Bauçà’s posthumously published work, Rudiments de saviesa (Rudiments of Wisdom, 2005) includes the following poem-aphorism: “True surrealism / is an anthropological fact: / having nothing to do with art. / It appears only in tribes / on the small side, conscious / of their weak consistency—both recourse and expression—/ like the Belgians or the Catalans.” Considered in his lifetime as somewhat of an anomaly in Catalan literature, this maverick writer was himself described admiringly by Julià Guillamon as a tumor or excrescence on the face of contemporary Catalan culture. It remains to be seen whether such monsters have the potential to bring an elusive visibility to Catalan literary culture, shrouded as it is by the labyrinthine alleys, bars and bookshops of Barcelona that populate Spanish-language originals, such as Carlos Ruiz Zafón’s The Shadow of the Wind. The three texts published by Dalkey Archive Press in 2010 present a diversity of Catalan landscapes that lie beyond the sparkling limits of the city of ivory, evoking Catalan-speaking chronotopes captured and mythologized at the moment of their dissolution and dispersal.
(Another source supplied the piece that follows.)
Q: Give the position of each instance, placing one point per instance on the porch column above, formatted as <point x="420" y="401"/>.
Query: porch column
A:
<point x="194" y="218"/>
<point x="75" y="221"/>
They reveal a Catalan geography that historically, as is suggested elliptically in The Doll’s Room, stretched to parts of Italy, and even the Vatican (the Borgias themselves were of Catalan-speaking Valencian origin), but that now finds itself threatened with a kind of terminal, suicidal decline, transmitted through the violence, monstrosity and sadomasochistic tendencies represented in some of its literary excrescences.